Mercury and Venus, the “inferior” planets, lie closer to the Sun than the Earth. On the rare occasions that they pass in front of the Sun, they are in transit. Man-made satellites also transit the Moon and Sun for a few seconds. Photographing the Sun during a transit requires the same mandatory precautions as any other form of solar photography. Transits occur when the nearer object is smaller than the more distant object. (Occultations occur when it is the other way around and it is possible to get transits and occultations between planets too.) In 2065, Venus transits Jupiter and in 2067, Mercury occults Neptune. I’ll pass on that one.
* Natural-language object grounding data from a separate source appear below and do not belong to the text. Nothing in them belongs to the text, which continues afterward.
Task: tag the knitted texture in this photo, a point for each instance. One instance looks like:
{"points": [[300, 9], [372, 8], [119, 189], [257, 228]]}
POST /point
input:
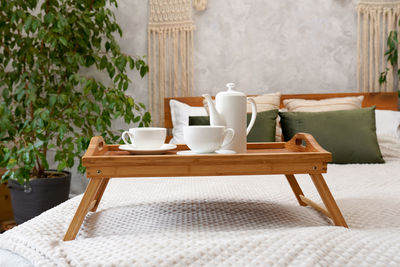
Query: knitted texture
{"points": [[376, 19], [170, 51], [229, 221]]}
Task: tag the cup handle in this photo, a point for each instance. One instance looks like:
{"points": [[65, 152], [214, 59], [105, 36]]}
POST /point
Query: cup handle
{"points": [[253, 114], [229, 133], [123, 137]]}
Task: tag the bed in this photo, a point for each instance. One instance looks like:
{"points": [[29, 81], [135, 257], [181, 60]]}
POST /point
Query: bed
{"points": [[230, 220]]}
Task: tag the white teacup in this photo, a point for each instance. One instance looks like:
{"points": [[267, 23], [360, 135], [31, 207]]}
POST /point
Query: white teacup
{"points": [[207, 139], [146, 137]]}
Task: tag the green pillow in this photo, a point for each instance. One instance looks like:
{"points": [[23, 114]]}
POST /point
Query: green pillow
{"points": [[263, 129], [350, 135]]}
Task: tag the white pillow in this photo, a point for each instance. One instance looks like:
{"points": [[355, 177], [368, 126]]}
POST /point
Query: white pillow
{"points": [[180, 113], [328, 104], [387, 122]]}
Superior and Inferior Conjunctions

These are general terms for line-ups of astronomical bodies from an observer’s standpoint. These may be between planets, a planet and the Moon or Sun or other combinations. From an imaging standpoint it is interesting when one can make an image of two close important bodies, though the brightness difference often makes it a challenge. Planetarium programs are very adept at predicting these events and can produce timetables for their occurrence.

Opposition

Another particular event, opposition, occurs when two bodies are on opposite sides of the sky from an observed position. This is of most significance to astrophotographers since when a superior planet is in opposition, it generally is at its closest point to earth and hence its apparent size will be a maximum. Jupiter increases its apparent size by 66%. Mars’ change is more extreme and its apparent diameter increases by more than 600%. It is good practice to image planets when they are close to their opposition.

Equinoxes and Solstices

These regular events occur when the Earth is at a specific point in its orbit around the Sun. In the case of the equinox, the tilt of the earth’s axis is tangential to the Sun and it has the unique characteristic that night and day are of equal length. It does not have any significant imaging significance, but it does for our celestial coordinate system. There are two equinoxes per year (spring and autumn) and the celestial coordinate system uses the Sun’s position at the spring equinox to define an absolute reference point for measuring right ascension. (We will discuss coordinate systems in more detail later on.) There are also two solstices each year, in winter and summer. These mark the shortest and longest day and occur when the tilt of the Earth’s axis is in line with the Sun. Their significance for photography mostly relates to the number of available hours for imaging!